Directed assembling of gold nanoparticles using Van der Waals interactions

In the last past years, many promising applications of nanoparticles in quantum electronics such as nanocrystal memories, chemical sensors or nanodevices based on single electron tunneling and Coulomb blockade effects have attracted much attention. Nanoparticles synthetised by a chemical way are good candidates for those applications thanks to the huge diversity of materials usable and the possible chemical functionalisation of their surface. To make the active part of a nanodevice, those particles must be assembled in a controlled way on the desired areas. The most efficient way, compatible with microelectronics fabrication processes, seems to be a combination of bottom-up and top-down technologies. To take up this challenge, we propose to deposit the nanoparticles on a surface locally functionalised in order to increase the adhesion of nanoparticules on those areas. The ligands used to functionalise and to stabilise the nanoparticles must be terminated by a chemical function complementary to the one present on the substrate surface.

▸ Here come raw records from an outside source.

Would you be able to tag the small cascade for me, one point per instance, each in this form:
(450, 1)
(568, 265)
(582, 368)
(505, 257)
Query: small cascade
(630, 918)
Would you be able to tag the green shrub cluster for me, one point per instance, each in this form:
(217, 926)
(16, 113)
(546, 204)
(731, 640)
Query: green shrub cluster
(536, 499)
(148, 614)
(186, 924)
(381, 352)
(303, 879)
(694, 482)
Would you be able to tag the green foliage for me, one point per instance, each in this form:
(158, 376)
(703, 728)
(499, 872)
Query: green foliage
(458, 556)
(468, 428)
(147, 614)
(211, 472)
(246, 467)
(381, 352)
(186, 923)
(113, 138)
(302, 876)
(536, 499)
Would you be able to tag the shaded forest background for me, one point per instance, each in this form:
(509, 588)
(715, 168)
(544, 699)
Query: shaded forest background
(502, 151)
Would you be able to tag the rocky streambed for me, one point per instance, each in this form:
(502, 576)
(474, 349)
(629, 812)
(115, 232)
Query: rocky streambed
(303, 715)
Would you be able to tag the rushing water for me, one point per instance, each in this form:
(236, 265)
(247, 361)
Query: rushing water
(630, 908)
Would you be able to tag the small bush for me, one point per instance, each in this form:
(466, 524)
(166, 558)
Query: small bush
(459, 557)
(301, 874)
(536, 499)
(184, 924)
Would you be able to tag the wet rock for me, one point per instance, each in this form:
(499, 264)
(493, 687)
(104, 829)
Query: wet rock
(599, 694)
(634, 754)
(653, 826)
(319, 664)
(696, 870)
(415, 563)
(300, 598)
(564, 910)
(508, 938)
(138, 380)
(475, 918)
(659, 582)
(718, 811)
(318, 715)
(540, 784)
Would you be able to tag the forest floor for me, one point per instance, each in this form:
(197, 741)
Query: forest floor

Since the ligands have a strong influence on the electronics properties of the nanoparticules, we decided to work on a reference system : gold nanoparticles covered by alkyl-thiol ligands. These one are made by decomposition of an organometallic precursor in toluene with the presence of oleylamine to stabilise the nanoparticles. Oleyamine ligands are exchanged with dodecanethiol, the solution is then purified and nanoparticles are redissolved to give dodecanethiol protected gold nanoparticles in solution in chloroform. In this work, we propose to use Van Der Waals interactions to assemble these particles on specific hydrophobic patterns defined on SiO2/Si substrates by stencil lithography and atmospheric pressure chemical vapour deposition of silane. First, micro and nano-windows are opened in a Poly(Methyl Methacrylate) (PMMA) resist layer by reactive ion etching through a stencil mask. This stencil lithography process allows to pattern all kinds of organic resists which may not be photosensitive. Then, a self-assembled monolayer of octadecyltrimethoxysilane (OTMS) is deposited by atmospheric pressure chemical vapour deposition. The PMMA is finally lift-off leaving the bare hydrophilic SiO2 surface and the OMTS hydrophobic patterns.